13. Fractions of interest are again washed and concentrated with the Centricon units and either lyophilized or stored at -70 C to prevent degradation of the proteins.

Solubilization Of Outer Membrane D₂ Protein

As per Protocol #2 but the pellets are solubilized in this series of solutions:

Step 2: 1. 1% Zwit. 3-14 in 20mM MOPS pH 7.5

Step 4: 2. 1% Zwit. 3-14 in 20mM MOPS pH 7.5

Step 6: 3. 1% Zwitt 3-14: in 20mM MOPS pH 7.5, 10mM EDTA, 0.1 m NaCl:

Step 8: 4. dH₂O

Lipid A is prepared using a modification of the method of Rietschel et al (1977).

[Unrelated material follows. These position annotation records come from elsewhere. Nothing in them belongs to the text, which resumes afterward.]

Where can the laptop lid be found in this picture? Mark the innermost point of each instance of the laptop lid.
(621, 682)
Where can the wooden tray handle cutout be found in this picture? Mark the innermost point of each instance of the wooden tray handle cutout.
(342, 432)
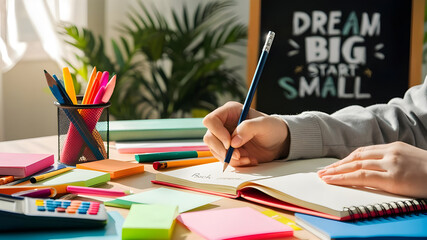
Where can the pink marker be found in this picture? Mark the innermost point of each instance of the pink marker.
(104, 79)
(109, 89)
(96, 191)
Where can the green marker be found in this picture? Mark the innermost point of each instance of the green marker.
(153, 157)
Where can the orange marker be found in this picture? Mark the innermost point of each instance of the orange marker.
(89, 86)
(182, 163)
(95, 88)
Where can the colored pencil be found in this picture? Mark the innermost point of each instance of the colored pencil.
(252, 89)
(74, 117)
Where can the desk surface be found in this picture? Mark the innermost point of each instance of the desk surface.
(136, 183)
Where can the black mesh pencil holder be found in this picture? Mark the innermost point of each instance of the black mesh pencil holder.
(79, 132)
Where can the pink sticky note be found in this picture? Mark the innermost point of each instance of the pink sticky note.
(234, 223)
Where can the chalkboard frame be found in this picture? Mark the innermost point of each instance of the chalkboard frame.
(416, 42)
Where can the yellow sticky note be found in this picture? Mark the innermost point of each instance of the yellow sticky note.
(279, 217)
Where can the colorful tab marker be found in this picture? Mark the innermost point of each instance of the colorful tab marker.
(159, 156)
(96, 191)
(49, 174)
(89, 86)
(182, 163)
(69, 85)
(109, 89)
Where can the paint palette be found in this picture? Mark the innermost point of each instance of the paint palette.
(22, 213)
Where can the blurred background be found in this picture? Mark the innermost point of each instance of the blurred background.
(34, 37)
(173, 58)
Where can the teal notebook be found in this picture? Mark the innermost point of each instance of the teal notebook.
(413, 226)
(151, 129)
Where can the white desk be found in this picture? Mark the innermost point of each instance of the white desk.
(136, 183)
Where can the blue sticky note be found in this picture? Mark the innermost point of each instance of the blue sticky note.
(112, 231)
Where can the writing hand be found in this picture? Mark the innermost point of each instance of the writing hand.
(397, 168)
(260, 138)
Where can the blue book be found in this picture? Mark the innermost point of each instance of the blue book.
(411, 226)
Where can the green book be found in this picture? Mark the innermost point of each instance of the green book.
(153, 129)
(151, 221)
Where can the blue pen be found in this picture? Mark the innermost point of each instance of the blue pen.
(252, 89)
(74, 117)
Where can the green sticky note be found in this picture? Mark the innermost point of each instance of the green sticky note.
(150, 221)
(185, 200)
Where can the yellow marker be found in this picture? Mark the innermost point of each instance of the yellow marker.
(279, 217)
(49, 174)
(69, 85)
(89, 86)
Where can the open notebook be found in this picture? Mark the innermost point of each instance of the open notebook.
(291, 185)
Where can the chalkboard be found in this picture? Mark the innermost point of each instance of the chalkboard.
(328, 54)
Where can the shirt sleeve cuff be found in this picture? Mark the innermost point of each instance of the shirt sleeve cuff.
(305, 136)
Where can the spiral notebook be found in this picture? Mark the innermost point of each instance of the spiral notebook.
(291, 185)
(405, 226)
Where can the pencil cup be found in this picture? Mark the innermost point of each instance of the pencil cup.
(78, 137)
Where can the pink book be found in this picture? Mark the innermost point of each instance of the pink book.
(24, 164)
(234, 223)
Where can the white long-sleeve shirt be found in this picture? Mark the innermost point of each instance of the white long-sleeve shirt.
(317, 134)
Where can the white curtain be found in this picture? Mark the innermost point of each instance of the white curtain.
(27, 23)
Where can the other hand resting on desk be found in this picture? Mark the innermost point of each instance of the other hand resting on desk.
(396, 167)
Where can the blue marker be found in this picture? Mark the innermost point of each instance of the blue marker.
(252, 89)
(73, 115)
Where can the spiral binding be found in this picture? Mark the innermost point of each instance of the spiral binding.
(386, 209)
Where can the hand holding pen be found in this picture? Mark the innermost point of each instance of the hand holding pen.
(256, 139)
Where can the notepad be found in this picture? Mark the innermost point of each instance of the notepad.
(234, 223)
(411, 226)
(115, 168)
(24, 164)
(291, 185)
(153, 221)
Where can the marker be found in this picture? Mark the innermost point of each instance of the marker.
(37, 193)
(69, 85)
(6, 179)
(152, 157)
(182, 163)
(252, 89)
(50, 174)
(96, 191)
(89, 86)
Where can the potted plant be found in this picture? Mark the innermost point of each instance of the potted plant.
(166, 69)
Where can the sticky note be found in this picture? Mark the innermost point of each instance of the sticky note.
(150, 221)
(234, 223)
(279, 217)
(184, 200)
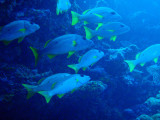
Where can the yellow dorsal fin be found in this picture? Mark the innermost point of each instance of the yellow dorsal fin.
(137, 56)
(1, 28)
(51, 56)
(92, 64)
(142, 64)
(74, 43)
(60, 95)
(40, 81)
(53, 85)
(70, 54)
(77, 80)
(22, 30)
(6, 42)
(86, 11)
(100, 38)
(46, 43)
(113, 38)
(95, 57)
(99, 25)
(100, 16)
(111, 30)
(156, 60)
(85, 23)
(73, 90)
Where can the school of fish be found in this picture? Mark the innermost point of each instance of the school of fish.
(108, 27)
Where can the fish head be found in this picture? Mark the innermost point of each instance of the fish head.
(31, 27)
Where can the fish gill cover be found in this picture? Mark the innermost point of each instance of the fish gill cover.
(79, 60)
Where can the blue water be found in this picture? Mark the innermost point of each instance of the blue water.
(113, 93)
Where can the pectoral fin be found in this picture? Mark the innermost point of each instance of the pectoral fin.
(22, 30)
(51, 56)
(100, 38)
(85, 23)
(74, 43)
(113, 38)
(79, 60)
(137, 56)
(40, 80)
(73, 90)
(99, 25)
(111, 31)
(100, 16)
(92, 64)
(86, 11)
(84, 68)
(70, 54)
(46, 43)
(60, 95)
(6, 42)
(1, 27)
(53, 85)
(142, 64)
(155, 60)
(20, 39)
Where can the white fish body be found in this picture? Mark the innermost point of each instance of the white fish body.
(87, 59)
(46, 84)
(73, 82)
(17, 29)
(109, 30)
(149, 54)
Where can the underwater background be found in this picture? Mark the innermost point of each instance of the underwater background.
(113, 93)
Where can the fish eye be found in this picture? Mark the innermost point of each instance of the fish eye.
(113, 13)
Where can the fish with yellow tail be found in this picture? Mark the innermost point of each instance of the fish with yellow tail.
(62, 6)
(69, 43)
(89, 58)
(17, 30)
(68, 85)
(95, 16)
(45, 84)
(149, 54)
(110, 30)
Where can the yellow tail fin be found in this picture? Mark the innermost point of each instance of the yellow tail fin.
(75, 17)
(74, 67)
(30, 90)
(35, 52)
(131, 64)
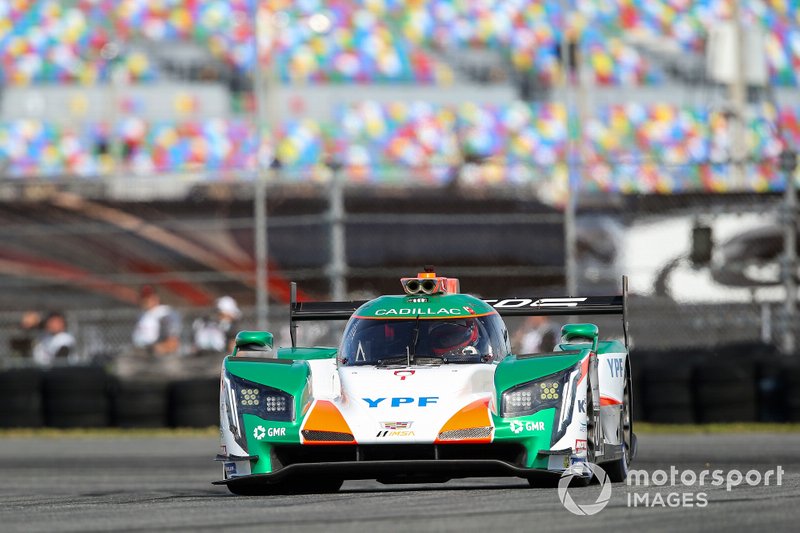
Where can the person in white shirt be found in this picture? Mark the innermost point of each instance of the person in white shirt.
(216, 334)
(55, 343)
(158, 329)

Equimolar amounts (standardized for KDO content) of lyophilized LPS is resuspended in 15ml in 50mM sodium acetate buffer, pH 3.0. The buffer is at pH 3.0 in an attempt to lessen the chance of removing labile phosphate groups from Lipid A.The resuspended LPS is heated at 100^oC for 90 minutes, then frozen and thawed four times to promote aggregation of Lipid A.

Samples are centrifuged in thick-walled glass tubes at 9500 rpm for 5 minutes, washed once with sodium acetate buffer and washed twice more with deionized water to remove sodium acetate prior to lyophilization.

Samples are resuspended in distilled H₂O and assayed for the loss of KDO content to ensure the complete removal of LPS carbohydrate from Lipid A.